One of the most rewarding parts of this job is talking to our visitors, listening to their stories, and trying our best to answer their questions. Many of the stories that we’ve heard were about the World Wars, but others included memories of the Dental Estimates Board in the mid to late 1900s, family trees with links to Eastbourne that reach back centuries, and visitors who have come to our little seaside town every year and have fond memories of whiling away their summer holidays on our lovely, albeit slightly stony, beaches.

We’ve met the descendants of one of the first Eastbourne men who was killed while serving abroad in World War One. Apparently, the whole town turned out for his funeral.

We researched the owners of a house in Meads from the early 1900s, whose inhabitants led us to a company called Chance Brothers and Co. They were glass makers who supplied the glass for glazing Crystal Palace, the Houses of Parliament, the White House, the opal glass in the faces of the Westminster Clock Tower (now known as the Queen Elizabeth Tower or ‘Big Ben’), and exhibited their work at The Great Exhibition in 1851.
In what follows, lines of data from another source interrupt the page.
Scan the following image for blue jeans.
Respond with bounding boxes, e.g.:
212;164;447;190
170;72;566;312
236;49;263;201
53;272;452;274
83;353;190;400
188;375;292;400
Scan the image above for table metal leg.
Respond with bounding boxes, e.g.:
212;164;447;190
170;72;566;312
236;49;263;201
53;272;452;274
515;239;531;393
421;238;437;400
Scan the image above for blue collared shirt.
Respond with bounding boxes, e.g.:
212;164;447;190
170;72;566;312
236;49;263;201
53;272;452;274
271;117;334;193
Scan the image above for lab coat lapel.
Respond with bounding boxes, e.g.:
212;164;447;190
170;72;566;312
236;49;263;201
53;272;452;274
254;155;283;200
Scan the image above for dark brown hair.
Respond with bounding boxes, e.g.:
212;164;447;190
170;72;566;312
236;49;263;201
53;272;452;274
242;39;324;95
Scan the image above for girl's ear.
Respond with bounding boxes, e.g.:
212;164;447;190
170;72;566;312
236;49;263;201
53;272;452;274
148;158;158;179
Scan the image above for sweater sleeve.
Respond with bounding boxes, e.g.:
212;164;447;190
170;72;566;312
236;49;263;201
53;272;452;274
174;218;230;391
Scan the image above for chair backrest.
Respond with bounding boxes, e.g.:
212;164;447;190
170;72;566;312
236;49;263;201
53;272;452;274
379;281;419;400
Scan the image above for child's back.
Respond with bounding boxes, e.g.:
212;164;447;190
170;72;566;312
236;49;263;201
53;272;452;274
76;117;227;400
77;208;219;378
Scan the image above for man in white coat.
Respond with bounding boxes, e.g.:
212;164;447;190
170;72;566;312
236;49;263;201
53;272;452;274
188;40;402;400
One gentleman who visited us back when we first opened told us that, as he left England for foreign shores during World War II, one of the last things he saw were the white cliffs of the Seven Sisters- a sight that he wouldn’t see again for many years.

There was the lady who visited us and retold the story that her mother had told her about shopping in Eastbourne during World War II. While pushing a pram that carried her daughter, a German plane flew low over Eastbourne and started shooting along the street that she was walking. Fortunately for our visitor, her mum managed to get herself and her pram to safety inside a shop.

Bomb damage in Eastbourne 1940

Then there was the lady who had been walking along the same streets during the same War, a town that was brimming with Canadian soldiers. When a similar German plane flew low over the streets, firing indiscriminately, a Canadian soldier grabbed this woman’s sister and pulled her to safety in a nearby doorway. The visitor told us that her sister was better looking than herself and therefore she was rescued first!

George Grimmond

Last year we had the pleasure of meeting George Grimmond’s granddaughter, hearing about her memories of him and in turn we shared pictures and information from our archives with them.

We’ve even helped piece together the history of houses in Eastbourne, which inspired one owner to rename her house.

In the time that we have left in our small exhibition I hope that we will hear many more stories about Eastbourne and help many more people who have questions about our seaside town. We hope that in time we will have a permanent museum for Eastbourne that can stand as testimony to our town’s history and make sure that these wonderful stories are never forgotten.